Par Hadi Sraïeb – Le gouvernement et ses affidés tombent de Charybde en Scylla !

Tout le monde connait peu ou prou l’Odyssée d’Homère. Charybde et Scylla sont deux monstres marins de la mythologie grecque, situés de part et d’autre d’un détroit, deux menaces successives qui se présentent sur le chemin de retour d’Ulysse !

Cette allégorie du danger signifie qu’en voulant échapper à une épreuve difficile, on se retrouve face un péril encore plus grand !

Dans le langage commun, cela équivaut à dire: éviter un danger pour en affronter un autre encore pire ou bien encore aller de mal en pis.

C’est précisément ce qui arrive au gouvernement dans sa tentative désespérée de sortir de l’impasse.

Pris au piège de la dérive récessive et de ses effets protéiformes (crise sociale aiguë, incivisme débridé, désorganisation institutionnelle, querelles byzantines, paralysie du tissu économique, étranglement des leviers d’intervention de l’Etat, etc.), le pouvoir est en émoi et ne sait plus comment se sortir de cette nasse (pour ne pas dire bourbier) dans lequel, -comme ses prédécesseurs-, il s’est laissé enfermer !

A y regarder de plus près, c’est toute la classe dirigeante, dans ses diverses composantes parlementaire, présidentielle et gouvernementale, qui croit encore en une possible fuite en avant !

Un apport substantiel d’argent frais changerait du tout au tout la situation, offrant au pays une nouvelle possibilité de redressement et de reprise généralisée.

Une large fraction de l’opinion, il est vrai, souscrit à cette chimère illusoire.

Une cécité inconsciente mais assez largement partagée qui tient à une confusion délibérément entretenue entre deux notions antinomiques: gérer et transformer, ou bien encore entre administrer et remanier.

Tous les gouvernements qui se sont succédés, aucun n’échappant à la règle, ont sciemment maintenu et entretenu cette équivoque laissant espérer qu’une « bonne gouvernance » viendrait à bout des difficultés, une sorte de condition nécessaire et suffisante.

Bien sûr, et très tôt, l’idée de Réforme, notion passe-partout, ondoyante à souhait, au périmètre jamais précisé, a bien été avancée, faisant l’objet de débats et de préconisations, mais sans jamais trouver le début d’une concrétisation.

Aucune des dites réformes structurelles avancées (compensation, périmètre public, assiette fiscale) n’a été entamée.

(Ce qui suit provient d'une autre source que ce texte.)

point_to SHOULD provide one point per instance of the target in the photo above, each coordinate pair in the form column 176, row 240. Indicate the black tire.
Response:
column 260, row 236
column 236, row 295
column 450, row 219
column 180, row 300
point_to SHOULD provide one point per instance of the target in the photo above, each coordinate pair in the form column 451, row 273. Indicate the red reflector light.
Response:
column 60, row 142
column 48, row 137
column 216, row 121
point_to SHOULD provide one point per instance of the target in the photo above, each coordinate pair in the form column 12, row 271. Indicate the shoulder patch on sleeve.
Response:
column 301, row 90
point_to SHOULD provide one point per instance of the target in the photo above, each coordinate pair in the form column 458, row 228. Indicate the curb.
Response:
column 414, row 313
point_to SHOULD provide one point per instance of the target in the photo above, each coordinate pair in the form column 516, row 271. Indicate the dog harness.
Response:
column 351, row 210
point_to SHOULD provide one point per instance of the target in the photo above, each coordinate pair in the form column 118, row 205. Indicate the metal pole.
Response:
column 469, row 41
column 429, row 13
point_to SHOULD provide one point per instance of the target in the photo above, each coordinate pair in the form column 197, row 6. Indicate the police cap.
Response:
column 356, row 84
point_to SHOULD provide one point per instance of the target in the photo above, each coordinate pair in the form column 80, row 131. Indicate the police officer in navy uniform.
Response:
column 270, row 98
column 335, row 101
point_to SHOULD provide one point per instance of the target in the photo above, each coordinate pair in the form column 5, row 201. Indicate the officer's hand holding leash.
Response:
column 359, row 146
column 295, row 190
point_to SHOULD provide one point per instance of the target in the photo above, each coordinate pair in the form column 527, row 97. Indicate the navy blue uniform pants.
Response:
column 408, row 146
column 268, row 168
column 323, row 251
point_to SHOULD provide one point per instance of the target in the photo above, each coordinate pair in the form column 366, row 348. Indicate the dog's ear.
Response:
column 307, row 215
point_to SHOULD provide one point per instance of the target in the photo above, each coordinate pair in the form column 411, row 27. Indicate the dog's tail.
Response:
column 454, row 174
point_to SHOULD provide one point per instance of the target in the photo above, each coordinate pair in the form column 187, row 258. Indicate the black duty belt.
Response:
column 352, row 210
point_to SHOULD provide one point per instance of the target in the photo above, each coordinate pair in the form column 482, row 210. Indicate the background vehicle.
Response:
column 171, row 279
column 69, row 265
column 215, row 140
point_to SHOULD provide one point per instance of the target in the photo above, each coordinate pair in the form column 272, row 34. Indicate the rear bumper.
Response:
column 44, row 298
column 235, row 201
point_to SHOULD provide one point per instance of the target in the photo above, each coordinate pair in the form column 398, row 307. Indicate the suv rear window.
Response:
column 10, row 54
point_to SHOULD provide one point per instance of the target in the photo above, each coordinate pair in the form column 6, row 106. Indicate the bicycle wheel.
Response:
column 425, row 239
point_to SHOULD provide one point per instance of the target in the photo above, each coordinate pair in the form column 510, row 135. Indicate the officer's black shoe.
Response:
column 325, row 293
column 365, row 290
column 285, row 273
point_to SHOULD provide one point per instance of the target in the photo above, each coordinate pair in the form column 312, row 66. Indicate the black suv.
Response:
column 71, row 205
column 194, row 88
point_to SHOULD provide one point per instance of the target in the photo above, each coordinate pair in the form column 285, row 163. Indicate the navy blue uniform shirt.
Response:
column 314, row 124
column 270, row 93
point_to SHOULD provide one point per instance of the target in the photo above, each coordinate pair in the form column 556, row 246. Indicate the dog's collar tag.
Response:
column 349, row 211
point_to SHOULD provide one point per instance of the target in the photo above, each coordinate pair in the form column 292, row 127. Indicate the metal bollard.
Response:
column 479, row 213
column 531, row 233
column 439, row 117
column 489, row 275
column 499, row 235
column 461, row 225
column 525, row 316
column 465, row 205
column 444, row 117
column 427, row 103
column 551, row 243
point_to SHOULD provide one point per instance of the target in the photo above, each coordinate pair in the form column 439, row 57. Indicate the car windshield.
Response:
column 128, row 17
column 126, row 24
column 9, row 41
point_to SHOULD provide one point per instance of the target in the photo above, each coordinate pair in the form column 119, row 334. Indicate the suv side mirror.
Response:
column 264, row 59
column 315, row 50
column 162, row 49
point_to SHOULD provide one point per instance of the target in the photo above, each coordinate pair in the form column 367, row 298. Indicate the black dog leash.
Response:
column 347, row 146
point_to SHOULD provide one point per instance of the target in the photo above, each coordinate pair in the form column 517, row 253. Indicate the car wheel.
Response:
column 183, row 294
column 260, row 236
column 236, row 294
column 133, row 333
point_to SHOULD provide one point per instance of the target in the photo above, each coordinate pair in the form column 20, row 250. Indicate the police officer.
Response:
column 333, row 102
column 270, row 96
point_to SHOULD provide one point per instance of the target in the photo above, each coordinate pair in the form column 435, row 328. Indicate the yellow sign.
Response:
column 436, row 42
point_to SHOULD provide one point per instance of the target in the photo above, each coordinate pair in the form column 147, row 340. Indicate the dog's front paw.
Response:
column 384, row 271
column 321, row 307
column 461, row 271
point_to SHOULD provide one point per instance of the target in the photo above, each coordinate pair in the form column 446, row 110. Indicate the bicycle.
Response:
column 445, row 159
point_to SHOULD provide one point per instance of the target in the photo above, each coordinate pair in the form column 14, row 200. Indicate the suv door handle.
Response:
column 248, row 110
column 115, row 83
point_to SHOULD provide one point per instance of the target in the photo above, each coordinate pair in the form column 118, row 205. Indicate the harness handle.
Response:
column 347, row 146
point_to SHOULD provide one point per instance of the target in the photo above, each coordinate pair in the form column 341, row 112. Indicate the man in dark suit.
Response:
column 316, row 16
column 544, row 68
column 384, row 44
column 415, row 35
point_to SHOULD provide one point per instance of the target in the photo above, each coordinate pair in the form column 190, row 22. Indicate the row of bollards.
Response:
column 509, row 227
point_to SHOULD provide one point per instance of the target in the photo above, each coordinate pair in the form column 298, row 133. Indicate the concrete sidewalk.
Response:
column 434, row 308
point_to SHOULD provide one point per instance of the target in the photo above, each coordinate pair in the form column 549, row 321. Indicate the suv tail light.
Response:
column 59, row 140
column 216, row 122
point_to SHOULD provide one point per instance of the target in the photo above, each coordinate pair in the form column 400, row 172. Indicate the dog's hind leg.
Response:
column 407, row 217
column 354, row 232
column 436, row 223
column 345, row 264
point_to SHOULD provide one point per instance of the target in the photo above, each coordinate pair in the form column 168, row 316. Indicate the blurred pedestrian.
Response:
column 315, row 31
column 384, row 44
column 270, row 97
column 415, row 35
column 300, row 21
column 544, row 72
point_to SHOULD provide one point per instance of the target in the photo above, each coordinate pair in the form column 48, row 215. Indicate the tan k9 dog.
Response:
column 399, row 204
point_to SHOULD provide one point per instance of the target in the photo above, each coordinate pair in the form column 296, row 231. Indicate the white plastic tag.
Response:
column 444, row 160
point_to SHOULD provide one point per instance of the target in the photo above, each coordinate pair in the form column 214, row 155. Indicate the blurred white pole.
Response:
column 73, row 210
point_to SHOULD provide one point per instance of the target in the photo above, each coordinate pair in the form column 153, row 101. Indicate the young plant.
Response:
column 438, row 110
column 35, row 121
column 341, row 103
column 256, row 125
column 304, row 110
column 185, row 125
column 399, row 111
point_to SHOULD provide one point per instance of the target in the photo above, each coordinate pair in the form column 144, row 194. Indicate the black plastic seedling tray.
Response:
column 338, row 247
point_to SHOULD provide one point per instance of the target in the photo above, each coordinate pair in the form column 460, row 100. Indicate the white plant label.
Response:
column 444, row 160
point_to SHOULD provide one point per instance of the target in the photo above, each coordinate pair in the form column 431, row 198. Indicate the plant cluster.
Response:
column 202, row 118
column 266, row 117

Les gouvernements passés, comme le dernier en date, se sont bien gardés de s’y atteler, tant leur mise en œuvre apparait hasardeuse, voire périlleuse, (revoilà Charybde) pour leur propre maintien au pouvoir.

Lesdites réformes n’ont jusqu’ici trouvé qu’une légitimité réduite, pour ne pas dire une absence véritable de consensus dans la population.

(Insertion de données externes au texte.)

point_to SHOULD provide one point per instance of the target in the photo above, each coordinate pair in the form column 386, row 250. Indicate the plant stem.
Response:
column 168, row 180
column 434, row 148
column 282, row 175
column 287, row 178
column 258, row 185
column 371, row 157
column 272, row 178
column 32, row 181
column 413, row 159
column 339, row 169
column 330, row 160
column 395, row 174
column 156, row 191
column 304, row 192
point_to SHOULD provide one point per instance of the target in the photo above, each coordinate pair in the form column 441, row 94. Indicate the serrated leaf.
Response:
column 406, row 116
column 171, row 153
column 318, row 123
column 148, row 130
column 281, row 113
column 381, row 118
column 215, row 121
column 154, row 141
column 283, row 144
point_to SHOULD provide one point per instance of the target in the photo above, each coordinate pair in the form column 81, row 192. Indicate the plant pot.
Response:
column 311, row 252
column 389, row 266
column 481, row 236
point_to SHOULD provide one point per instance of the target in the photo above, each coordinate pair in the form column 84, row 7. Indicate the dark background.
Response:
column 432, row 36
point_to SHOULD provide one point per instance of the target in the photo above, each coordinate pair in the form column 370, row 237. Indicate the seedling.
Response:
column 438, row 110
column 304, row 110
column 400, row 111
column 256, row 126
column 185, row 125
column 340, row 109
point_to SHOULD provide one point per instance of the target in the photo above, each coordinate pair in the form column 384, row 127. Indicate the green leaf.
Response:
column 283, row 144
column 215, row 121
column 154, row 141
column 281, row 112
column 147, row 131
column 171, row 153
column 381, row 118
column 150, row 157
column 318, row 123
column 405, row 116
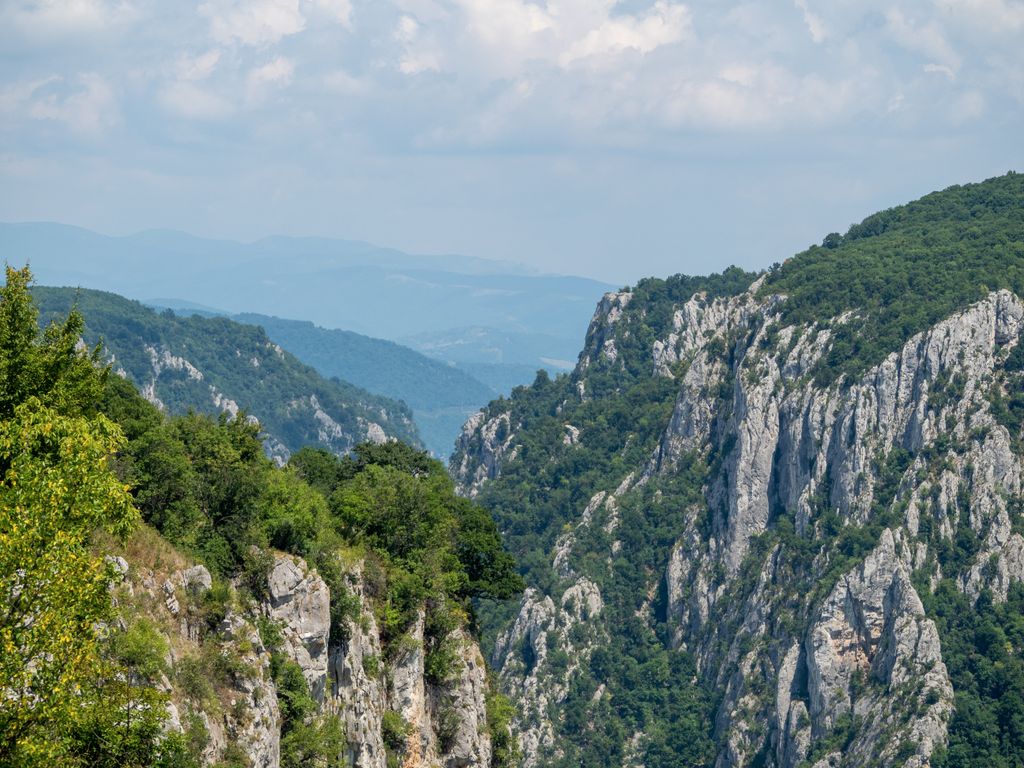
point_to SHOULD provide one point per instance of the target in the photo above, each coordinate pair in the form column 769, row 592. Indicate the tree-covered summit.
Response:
column 903, row 269
column 210, row 365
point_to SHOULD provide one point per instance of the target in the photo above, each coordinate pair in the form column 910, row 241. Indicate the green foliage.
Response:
column 439, row 394
column 224, row 352
column 505, row 751
column 46, row 367
column 983, row 649
column 903, row 269
column 66, row 697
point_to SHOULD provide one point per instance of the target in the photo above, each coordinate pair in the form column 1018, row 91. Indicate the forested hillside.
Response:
column 775, row 520
column 440, row 395
column 172, row 598
column 213, row 365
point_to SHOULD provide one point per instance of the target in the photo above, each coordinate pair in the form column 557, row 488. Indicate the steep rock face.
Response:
column 445, row 721
column 804, row 646
column 482, row 443
column 300, row 602
column 353, row 677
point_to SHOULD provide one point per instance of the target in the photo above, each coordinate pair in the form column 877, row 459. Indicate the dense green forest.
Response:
column 84, row 459
column 238, row 360
column 440, row 395
column 898, row 271
column 542, row 493
column 903, row 269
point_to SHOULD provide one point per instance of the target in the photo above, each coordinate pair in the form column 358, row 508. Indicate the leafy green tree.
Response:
column 53, row 591
column 46, row 366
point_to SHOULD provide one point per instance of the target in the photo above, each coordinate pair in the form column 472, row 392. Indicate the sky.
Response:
column 609, row 139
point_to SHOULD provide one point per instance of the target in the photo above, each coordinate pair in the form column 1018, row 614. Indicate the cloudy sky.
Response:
column 613, row 139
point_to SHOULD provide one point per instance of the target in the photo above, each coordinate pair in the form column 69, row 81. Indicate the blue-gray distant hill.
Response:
column 437, row 302
column 440, row 395
column 215, row 365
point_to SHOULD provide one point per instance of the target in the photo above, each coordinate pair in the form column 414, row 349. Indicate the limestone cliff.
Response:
column 223, row 692
column 824, row 507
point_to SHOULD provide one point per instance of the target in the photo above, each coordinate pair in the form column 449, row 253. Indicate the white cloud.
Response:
column 663, row 25
column 65, row 17
column 815, row 25
column 193, row 101
column 276, row 73
column 252, row 22
column 85, row 103
column 340, row 10
column 926, row 38
column 198, row 68
column 264, row 23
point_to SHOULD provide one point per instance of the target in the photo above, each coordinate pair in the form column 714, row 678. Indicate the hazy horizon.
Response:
column 601, row 138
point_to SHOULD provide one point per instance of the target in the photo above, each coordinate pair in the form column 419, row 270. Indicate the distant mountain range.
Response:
column 441, row 396
column 215, row 365
column 495, row 318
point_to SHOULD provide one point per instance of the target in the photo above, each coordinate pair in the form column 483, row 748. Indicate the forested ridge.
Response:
column 213, row 364
column 90, row 468
column 561, row 441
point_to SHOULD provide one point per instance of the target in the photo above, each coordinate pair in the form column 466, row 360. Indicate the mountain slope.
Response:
column 440, row 395
column 335, row 284
column 777, row 521
column 213, row 365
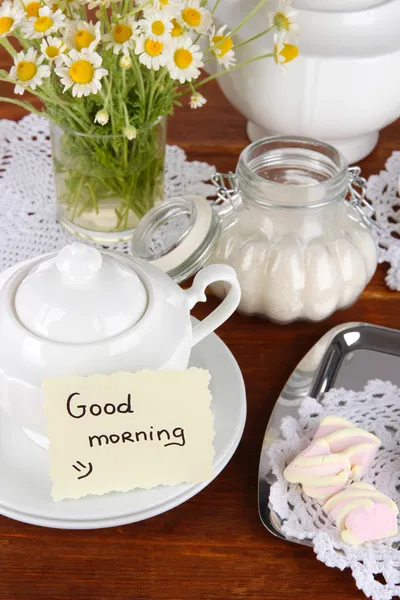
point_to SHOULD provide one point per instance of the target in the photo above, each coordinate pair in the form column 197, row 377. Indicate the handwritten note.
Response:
column 128, row 430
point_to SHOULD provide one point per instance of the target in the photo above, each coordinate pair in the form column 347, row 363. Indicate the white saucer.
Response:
column 24, row 467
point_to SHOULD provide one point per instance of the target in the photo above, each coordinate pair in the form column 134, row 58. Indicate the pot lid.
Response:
column 80, row 296
column 178, row 235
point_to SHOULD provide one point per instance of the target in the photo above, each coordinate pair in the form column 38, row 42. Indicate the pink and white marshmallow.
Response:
column 362, row 514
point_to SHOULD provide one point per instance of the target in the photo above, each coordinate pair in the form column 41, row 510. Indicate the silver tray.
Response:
column 347, row 356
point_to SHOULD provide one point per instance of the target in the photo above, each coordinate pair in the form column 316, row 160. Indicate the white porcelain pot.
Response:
column 343, row 88
column 83, row 312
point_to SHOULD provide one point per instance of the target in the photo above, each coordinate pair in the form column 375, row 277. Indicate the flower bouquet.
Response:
column 108, row 73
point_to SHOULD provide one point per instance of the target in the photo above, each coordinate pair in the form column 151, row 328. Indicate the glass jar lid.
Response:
column 178, row 235
column 80, row 295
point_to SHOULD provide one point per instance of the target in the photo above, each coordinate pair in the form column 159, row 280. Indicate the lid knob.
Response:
column 78, row 264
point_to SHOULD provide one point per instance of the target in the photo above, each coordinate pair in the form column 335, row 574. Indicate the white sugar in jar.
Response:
column 300, row 249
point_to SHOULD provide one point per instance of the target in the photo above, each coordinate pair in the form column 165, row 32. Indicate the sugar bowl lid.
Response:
column 80, row 296
column 178, row 235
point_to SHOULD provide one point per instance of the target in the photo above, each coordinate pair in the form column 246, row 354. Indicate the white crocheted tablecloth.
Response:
column 28, row 225
column 375, row 566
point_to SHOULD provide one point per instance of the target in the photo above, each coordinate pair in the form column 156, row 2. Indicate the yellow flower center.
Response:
column 43, row 24
column 83, row 39
column 177, row 29
column 281, row 21
column 122, row 33
column 157, row 27
column 183, row 58
column 153, row 47
column 32, row 9
column 81, row 71
column 26, row 70
column 191, row 16
column 52, row 51
column 289, row 52
column 222, row 45
column 5, row 24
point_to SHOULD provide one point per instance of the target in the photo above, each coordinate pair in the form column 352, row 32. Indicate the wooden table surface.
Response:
column 213, row 546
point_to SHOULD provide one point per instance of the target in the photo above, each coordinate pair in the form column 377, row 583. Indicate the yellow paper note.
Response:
column 128, row 430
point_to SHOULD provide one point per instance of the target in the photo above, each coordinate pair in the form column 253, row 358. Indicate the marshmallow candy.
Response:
column 356, row 443
column 338, row 453
column 362, row 514
column 321, row 473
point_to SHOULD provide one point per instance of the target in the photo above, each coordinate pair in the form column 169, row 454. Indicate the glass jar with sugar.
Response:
column 292, row 222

Chacune d’elle soulève méfiance quand ce n’est pas une ostensible défiance et donc un risque d’embrasement. Manque de courage politique devant l’enjeu, mais plus probablement lucidité prudente des gouvernants qui tout en temporisant avisent une porte de sortie toute trouvée: Atténuer et réduire les difficultés présentes (goulot d’étranglement dû aux finances publiques), par un apport d’argent frais redevable avec promesse de réformes (revoilà Scylla).

A ce jeu de poker-menteur et en dépit de la mise en scène soignée (rencontre des ambassadeurs influents, constitution d’un quatuor, copie du quartet du dialogue national de 2013), le FMI ne semble pas vouloir se laisser abuser. Il vient de faire connaitre sa position : Une fin de non-recevoir !

Un camouflet sans précédent, tant cette institution fait preuve d’ordinaire d’un très grand tact.

Un affront cinglant mais qui ne semble émouvoir ni le gouvernement, ni ses affidés, ni moins encore une presse dévote devenue subitement silencieuse. Sous d’autres cieux, ce gouvernement remettrait immédiatement sa démission, mais sous les nôtres, il n’en fera rien !

Retour provisoire donc à la case départ, sur fond de pandémie aggravée. Une situation inextricable, car les portes vont se refermer l’une après l’autre. Le gouvernement peut bien tenir encore quelques mois mais il n’évitera pas l’épreuve: Enclenchement de réformes avant assistance financière.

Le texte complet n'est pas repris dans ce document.